The Sustainable Hunter
I enjoy hunting game, and look forward to it every Fall. Although I am a hunter, that doesn’t mean I’m an evangelist trying to convince everybody to adopt hunting as a way of life. Nor am I such a dedicated enthusiast that I would douse myself in animal urine to hide my scent from my prey. Instead, every November I am just a guy in the woods with a gun, taking in and enjoying the flora and fauna around me. And that is the main appeal about hunting for me: being outside and communing with nature.
I got back into game hunting about six years ago, and wouldn’t really consider myself a veteran of the woods since I choose to hunt only whitetail deer. I am, however, a part of a recent upswing in the purchase of hunting licenses; an increase I see amongst my friends, stories I have read, and out in the field. When I started hunting again there was only one other hunter and I on the land we use, but for the past three years we have had to create a schedule of alternate weekends because more and more people want to participate. It is a novelty to many of the new faces, some are there for the delicious and sustainably acquired meat hunting provides, and for others like me it is a culture I grew up with.
For my 12th birthday, I was given a shotgun to hunt squirrel and rabbit, but at some point during high school I lost my taste for it. After serving a stint in the military, hunting still didn’t seem all that exciting or appealing. What brought me back to the desire to hunt was the food. I don’t like killing simply for the sake of killing, for a trophy to show off. That kind of hunting is something I have never liked, but using the entire animal shows my respect for that animal and that I value its sacrifice. I honor it by enjoying its taste and by hunting sustainably; without taking more than I need or will use, and preserving the environment around me. I find the act of field-dressing my hunt to be rewarding and the opportunity to enjoy a meal knowing exactly where each part came from is immensely satisfying.
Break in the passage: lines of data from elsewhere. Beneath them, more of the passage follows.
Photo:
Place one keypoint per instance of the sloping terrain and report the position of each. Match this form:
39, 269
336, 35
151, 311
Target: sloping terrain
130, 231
As a chef, I try to use every part of the animal. The hide is even donated to a local artisan who tans his own leather. I make stews and dry cured sausages and keep the bones to make venison stocks and consomme. I love the taste of venison, particularly from those animals which graze on farmers’ grains and have a very mild flavor without gaminess typically associated with venison. My wife has even declared it to be her favorite red meat and was very disappointed when I didn’t come home with a deer last year. Hunting season has also become a time that I’m able share and trade with friends; there are several folks in my circle who have neither the desire nor the opportunity to hunt, but are curious to try food that isn’t typically available.
Wild game is honest and without pretense. It has no hormones or antibiotics, no coloring added, and no adverse impact on the environment due to the animals’ rearing. My personal feeling is that sustainable food is very important and, while it is becoming more prevalent in our city, we are still a long way from widespread good-eating using this method. Hunting is one path that can provide affordable, high quality protein for many of those looking to reduce their reliance on factory farmed meats and other processed products. Hunting is a clear reminder of what it means to have fresh meat on the table. Meat hasn’t always come perfectly portioned in little black Styrofoam trays, wrapped in cling film. Meat wasn’t even always around: animals are seasonal, and hunting out-of-season can have deleterious effects on both the health of the species hunted and on the species doing the hunting. A cut of your own game was, and can still be, an occasion for pride and enjoyment shared with those you care about.
If you don’t like cutting up the whole rotisserie chickens on sale at the supermarket, then hunting an animal may not be for you. I don’t expect everyone to hunt and I am still not going to douse myself in urine or dress up like a tree, but I do look forward to the falling of leaves and the brisk mornings of November, and the taste of food that I have gotten for myself and others.